Верно расценив мою судорогу как согласие, он продолжал:
– Наличный капитал и ценные бумаги, составляющие меньшую часть состояния, выражаются примерно в пятидесяти тысячах долларов, это око-до семнадцати или восемнадцати тысяч фунтов. Большая же часть состояния вложена в консервный завод, транспорт и солидную фруктовую плантацию, которая была им приобретена в 1952 году и как я понимаю, представляет особую ценность.
– А если… если я захочу все это получить, это возможно?
– Ну естественно. Вы единственный наследник. – Он снова взглянул на свои бумажки. – Последняя оценка имущества была произведена в 1951 году. До того, как он приобрел фруктовую плантацию. Пока это всего лишь прикидка, но ориентировочно я бы оценил состояние в четыреста тысяч долларов. Разумеется, будут еще расходы на похороны…
– Четыреста тысяч…
– Что равно примерно ста сорока тысячам фунтов стерлингов, – сказал он, громко высморкался и засопел. Потом соскользнул со стула и вроде бы наклонился поднять окурок, который прожег дырку в ковре. А я часто задышал ему в затылок. Помню только, как благодарно над ним склоняюсь, и мне хочется облобызать этот крошечный затылочек, а потом вдруг снова сижу на стуле, пью воду из стакана и слышу женский шепот:
– Он, видимо, перепил. От него разит коньяком. Наверно, не стоило так сразу ему говорить…

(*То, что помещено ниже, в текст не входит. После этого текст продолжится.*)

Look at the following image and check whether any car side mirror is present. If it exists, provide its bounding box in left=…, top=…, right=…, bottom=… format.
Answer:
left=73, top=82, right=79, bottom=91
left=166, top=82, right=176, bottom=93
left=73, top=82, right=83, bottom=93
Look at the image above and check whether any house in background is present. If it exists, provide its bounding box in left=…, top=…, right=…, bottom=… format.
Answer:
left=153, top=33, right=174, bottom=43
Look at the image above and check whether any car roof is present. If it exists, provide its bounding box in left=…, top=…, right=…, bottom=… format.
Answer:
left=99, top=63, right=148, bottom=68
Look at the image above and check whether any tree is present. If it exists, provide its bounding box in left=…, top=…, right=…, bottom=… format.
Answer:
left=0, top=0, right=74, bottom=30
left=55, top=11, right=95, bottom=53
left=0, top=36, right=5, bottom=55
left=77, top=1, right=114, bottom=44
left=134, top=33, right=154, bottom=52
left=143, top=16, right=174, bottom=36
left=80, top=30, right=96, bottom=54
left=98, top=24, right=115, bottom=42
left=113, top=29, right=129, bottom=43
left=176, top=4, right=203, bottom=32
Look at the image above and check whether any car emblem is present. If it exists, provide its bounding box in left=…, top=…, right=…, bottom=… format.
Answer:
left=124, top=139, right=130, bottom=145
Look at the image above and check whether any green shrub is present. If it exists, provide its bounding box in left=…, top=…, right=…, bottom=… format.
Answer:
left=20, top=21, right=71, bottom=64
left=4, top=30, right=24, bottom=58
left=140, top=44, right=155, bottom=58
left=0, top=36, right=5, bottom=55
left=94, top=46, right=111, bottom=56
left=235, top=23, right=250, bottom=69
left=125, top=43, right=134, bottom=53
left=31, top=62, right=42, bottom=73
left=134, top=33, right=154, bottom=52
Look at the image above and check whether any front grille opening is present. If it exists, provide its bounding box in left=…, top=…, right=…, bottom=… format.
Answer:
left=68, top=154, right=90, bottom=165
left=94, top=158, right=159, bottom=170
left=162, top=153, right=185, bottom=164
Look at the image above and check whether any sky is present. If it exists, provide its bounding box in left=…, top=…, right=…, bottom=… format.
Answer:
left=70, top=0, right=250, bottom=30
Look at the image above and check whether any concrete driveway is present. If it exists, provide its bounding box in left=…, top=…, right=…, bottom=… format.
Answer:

– Ну как, вам получше? – улыбаясь, спросил Канлиф. – Слишком много сюрпризов, да?
– Наверное, да. Повторите, пожалуйста, цифру.
– Сто сорок тысяч фунтов стерлингов. Благодарю вас, мисс Фоглер, – сказал он замешкавшейся в дверях Булке и подождал, пока она выйдет.
Еще несколько минут он, улыбаясь, читал мне короткое наставление о том, как нужно относиться к наследству, и предложил маленькую сумму – так сказать, в виде аванса. Я уже и сам думал, как его об этом попросить, а потому тут же поспешно согласился.
– Ну, скажем, фунтов сто или двести?
– Двести – это клево!
– Полагаю, что вам бы хотелось получить их наличными, – продолжал он, поглядев на часы. – Я уже попросил мисс Фоглер сбегать за ними в банк. Банки закрываются ровно через пять минут. Вы какими купюрами предпочитаете, пятифунтовыми?
И тут вернулась Булка и притащила деньги. Канлиф вынул два каких-то бланка и протянул их мне ~ расписаться.